Wykorzystuje go na każdy możliwy sposób. Ciągle ciągnie od niego pieniądze, nastawia go przeciwko całej rodzinie, robi wiecznie z siebie biedną i pokrzywdzoną dziewczynkę.
Opisze jak to mniej więcej wygląda. No więc mieszkam z bratem i siostrą na jednym podwórku ale każdy ma osobny dom. Dodatkowo z owym bratem mieszkają nasi rodzice. Ogólnie nie ma problemów, nigdy się nie kłóciliśmy dopóki nie pojawiła się ONA. Poznał ją przed wakacjami i już od początku wydawała mi się nie uprzejma.
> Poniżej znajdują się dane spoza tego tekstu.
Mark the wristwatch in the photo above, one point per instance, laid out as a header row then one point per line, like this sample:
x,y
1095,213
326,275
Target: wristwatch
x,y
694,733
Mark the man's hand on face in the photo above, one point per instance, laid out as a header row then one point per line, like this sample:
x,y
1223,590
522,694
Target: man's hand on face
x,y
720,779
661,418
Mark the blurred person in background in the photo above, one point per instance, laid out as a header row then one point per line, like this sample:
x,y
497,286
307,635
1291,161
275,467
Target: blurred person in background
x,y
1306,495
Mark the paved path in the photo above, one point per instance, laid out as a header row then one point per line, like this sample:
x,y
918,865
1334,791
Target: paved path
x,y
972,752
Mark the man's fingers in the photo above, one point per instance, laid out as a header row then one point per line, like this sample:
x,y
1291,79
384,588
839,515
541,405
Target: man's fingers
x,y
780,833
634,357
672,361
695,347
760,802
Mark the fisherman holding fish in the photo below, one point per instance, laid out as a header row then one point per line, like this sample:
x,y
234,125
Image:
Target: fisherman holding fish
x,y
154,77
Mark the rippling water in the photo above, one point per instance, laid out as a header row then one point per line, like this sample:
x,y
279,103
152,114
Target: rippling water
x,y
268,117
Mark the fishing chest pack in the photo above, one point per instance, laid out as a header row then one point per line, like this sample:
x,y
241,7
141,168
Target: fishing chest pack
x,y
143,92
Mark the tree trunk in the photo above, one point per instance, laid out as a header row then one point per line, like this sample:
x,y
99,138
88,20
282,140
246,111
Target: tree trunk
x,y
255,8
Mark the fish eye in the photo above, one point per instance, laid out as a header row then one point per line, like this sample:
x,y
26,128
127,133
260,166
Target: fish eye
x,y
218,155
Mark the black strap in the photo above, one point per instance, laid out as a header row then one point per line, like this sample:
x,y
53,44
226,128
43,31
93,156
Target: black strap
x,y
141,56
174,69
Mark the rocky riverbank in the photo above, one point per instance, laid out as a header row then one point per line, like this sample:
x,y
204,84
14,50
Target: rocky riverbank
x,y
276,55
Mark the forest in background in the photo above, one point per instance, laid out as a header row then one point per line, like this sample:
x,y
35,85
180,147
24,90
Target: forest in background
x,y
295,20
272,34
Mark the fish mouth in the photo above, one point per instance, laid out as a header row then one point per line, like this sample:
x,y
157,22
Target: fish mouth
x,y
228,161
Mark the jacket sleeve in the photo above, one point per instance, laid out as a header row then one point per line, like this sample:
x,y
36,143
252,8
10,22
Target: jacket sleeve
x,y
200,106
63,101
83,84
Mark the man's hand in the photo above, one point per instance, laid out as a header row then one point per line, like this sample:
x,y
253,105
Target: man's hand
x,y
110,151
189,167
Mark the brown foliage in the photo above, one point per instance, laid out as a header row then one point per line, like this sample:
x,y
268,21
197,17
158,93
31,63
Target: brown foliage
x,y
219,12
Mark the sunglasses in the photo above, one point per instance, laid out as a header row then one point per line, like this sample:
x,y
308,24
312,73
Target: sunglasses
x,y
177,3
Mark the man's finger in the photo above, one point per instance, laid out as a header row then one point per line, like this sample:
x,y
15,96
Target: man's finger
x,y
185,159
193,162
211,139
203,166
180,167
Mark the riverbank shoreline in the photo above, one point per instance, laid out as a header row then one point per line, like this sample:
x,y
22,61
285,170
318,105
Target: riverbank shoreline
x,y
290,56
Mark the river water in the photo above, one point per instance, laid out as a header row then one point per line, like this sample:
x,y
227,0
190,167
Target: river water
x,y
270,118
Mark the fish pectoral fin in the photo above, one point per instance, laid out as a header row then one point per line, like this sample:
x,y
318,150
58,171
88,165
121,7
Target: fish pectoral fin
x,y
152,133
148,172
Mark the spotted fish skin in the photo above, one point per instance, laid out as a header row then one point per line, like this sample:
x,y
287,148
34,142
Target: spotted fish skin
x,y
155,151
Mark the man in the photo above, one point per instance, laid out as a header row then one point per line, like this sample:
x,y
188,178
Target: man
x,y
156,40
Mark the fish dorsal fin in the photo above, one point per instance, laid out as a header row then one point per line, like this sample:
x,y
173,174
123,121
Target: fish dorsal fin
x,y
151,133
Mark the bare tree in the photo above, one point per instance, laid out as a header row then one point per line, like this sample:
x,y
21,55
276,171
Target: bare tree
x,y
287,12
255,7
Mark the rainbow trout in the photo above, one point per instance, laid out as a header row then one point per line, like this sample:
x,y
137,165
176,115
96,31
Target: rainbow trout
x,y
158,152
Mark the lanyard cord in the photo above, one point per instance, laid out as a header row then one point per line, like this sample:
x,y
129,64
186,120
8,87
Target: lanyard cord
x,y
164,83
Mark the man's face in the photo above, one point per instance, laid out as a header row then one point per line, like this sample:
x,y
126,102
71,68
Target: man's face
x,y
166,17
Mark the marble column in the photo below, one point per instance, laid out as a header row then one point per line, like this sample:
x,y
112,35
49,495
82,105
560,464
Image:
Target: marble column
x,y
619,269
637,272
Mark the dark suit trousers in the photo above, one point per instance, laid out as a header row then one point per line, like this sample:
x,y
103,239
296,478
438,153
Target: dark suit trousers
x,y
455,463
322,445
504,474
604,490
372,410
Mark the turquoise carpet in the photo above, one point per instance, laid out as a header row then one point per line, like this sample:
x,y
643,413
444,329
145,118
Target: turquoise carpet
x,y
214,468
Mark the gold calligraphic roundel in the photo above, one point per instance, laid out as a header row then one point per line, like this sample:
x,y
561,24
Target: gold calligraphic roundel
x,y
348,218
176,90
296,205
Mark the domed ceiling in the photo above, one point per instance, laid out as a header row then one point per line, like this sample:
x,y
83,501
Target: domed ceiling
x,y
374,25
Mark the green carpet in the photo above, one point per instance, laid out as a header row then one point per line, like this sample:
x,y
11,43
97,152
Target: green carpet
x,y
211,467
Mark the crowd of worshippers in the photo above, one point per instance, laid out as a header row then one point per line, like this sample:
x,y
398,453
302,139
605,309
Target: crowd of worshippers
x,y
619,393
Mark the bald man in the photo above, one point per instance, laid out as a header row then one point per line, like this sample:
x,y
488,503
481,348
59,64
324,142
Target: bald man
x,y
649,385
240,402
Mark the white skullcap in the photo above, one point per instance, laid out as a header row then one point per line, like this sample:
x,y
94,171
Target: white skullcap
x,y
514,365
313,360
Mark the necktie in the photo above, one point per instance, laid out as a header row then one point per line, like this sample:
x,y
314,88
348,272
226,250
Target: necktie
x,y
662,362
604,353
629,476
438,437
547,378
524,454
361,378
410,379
Nie przywitała się ze mną czy z resztą rodziny, nie przedstawiła. Wszyscy musieli do niej chodzić pierwsi i podawać ręce. Nawet kiedy ona dochodziła do towarzystwa to po prostu dosiadała się np do stołu i nie witała z wujkami czy ciociami które widziała pierwszy raz. Nic do niej na początku nie miałam jaka by nie była. Sama wyciągałam do niej rękę i starałam się zaprzyjaźnić. Kiedy już poczuła się jak u siebie to zaczęło się obgadywanie..  obgadywała do mnie moją siostrę, znowu do siostry mnie i naszą mamę, potem do mamy siostrę i mnie, do koleżanek i tak w kółko. Nienawidzę takiego zachowania bo sama już wolę powiedzieć coś w twarz niż obgadywać ale nie zrobiłam z tego powodu awantury ani nic. Szybko się zadomowiła u nas. Uciekła z domu i błagała brata czy może z nim zamieszkać bo w domu nie wytrzymuje z matką (podobno jej mama jest religijną fanatyczką). Zrobiła z siebie ofiarę i naopowiadała nie wiarygodnych historii z nią jako ofiarą w roli głównej. Było mi jej żal i kiedy się wprowadziła pomimo mojej niechęci do niej nic nie powiedziałam. Tak więc mając 17-ście lat wprowadziła się do mojego brata do pokoju zostawiając swój dom i rodziców. Od tej pory jest na jego utrzymaniu a ja, ją widuje codziennie. Ciągnie od niego pieniądze na każdy możliwy sposób a on daje się wykorzystywać. Podam kilka przykładów żeby mniej więcej nakreślić jej naciąganie.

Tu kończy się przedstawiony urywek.